Things I Still Haven’t Gotten Used to Yet (Part One)

The Heat
Twenty-seven months of summer was not something I was very concerned with before I came to Thailand. What I didn’t realize is how much my life and Thai culture would be affected by it. My threshold has definitely changed so that mid to low 80s is chilly to me and plus 95 is when I start to get uncomfortable. I know I’m still not fully adjusted though because: I never wear my hair down (maybe a total of 15 times this year, while my coteachers do it nearly everyday), I wear baggy/man clothes instead of more fashionable options so that nothing is touching my skin that doesn’t need to, and my face…its rebellion is quite obvious and doesn’t seem to be letting up anytime soon. Cold season is coming soon though, phew!

Biking Everywhere
Instead of sugar-plum fairies, I had visions of becoming a bike lover given it’s the only form of transportation I’m allowed to handle (outside of walking anyway). I would traverse great distances spreading goodwill everywhere I went like a good little Volunteer fairy. HA! Given the above, heat, and everyone wants to give me a ride, the whole riding my bike thing doesn’t really happen anymore. Plus I’m lazy, which I also blame on the heat. I would give up my pedaling machine for a little scooter that I see my little ten-year old sister cruising around the neighborhood with…little ratfink. Maybe now that cold season is coming, I’ll learn to appreciate my bike more, but I can’t wait for the day I can ride on a motorcycle or drive any motorized vehicle without qualms.

Spicy Food
I’m what some might call a picky eater. I prefer to see it as remaining loyal to old favorites. This does not include spicy food or rice every day for that matter. It’s not likely to change any time soon given the ratio of rice to spiciness I try is easily 50:1 (what the units are I’m not sure, but you get it). I tell my Thai people who I can in fact eat it, but I simply don’t enjoy the sensation of my mouth being on fire (how does that qualify as a taste??). This is when they stare blankly. The thing is, I have no problem with this, but the Thais are always in an uproar and trying to find me something else to eat. It’s going to take more than twenty-seven months to get used to their idea of spicy.

Cold Showers
They are the bane of my existence and sometimes the most pleasurable part of my day. No matter how hot it is though, there is nothing that can stop the wince on my face that comes from the first burst of cold water (that is if the water is running) on my upper body. I’ve tried various techniques like starting at my feet vs. going right for my head, all to no avail. My Mom’s dream that I would take five-minute showers has come true…all she needed to do was cut off my hot water supply.

Living ‘Outside’
And all the things that come ‘in’ with me. Thai homes are set up so that most of the time, a huge portion is open to the world. There are many reasons for this, but bugs, random people, ants eating my food, lizards, and everything in between find their way into my room whether I like it or not. I’ve learned a certain amount of acceptance and to just sweep the evidence of their existence (read poop) out as much as possible, but I still jump about three feet in the air when I’m laying down in bed and I feel a wisp of movement around my skin. The day that I don’t have to worry about what’s crawling on me or biting me (giving me a black eye while I sleep) is going to be a very happy day.

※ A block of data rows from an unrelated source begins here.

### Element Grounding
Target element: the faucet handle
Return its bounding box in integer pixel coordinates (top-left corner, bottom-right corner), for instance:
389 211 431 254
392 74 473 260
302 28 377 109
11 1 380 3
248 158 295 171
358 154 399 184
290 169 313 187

Sorry for the lack of pictures, I’m typing on my host family’s ancient computer. Luckily I’ll be getting my computer back tomorrow!!

Your Thailand vs. My Thailand

Everyone should have realized by now that Thailand is a tropical country. In my part of Thailand, I have rainy, cold, and hot seasons. Yummy. Keep in mind that as part of living outdoors, there is nowhere to truly escape the humid 100 degree heat. April is so miserable that Thailand has a holiday dedicated to dumping water on people. In that I give you your cooling methods vs. mine.

Air conditioned hotel rooms...that must be nice.


My only weapons against hot season: a fan, cooling powder, and a bucket to represent cold showers

Whatever, I’m glad it’s rainy season and I only take two showers a day now instead of four. Suck it, air conditioning.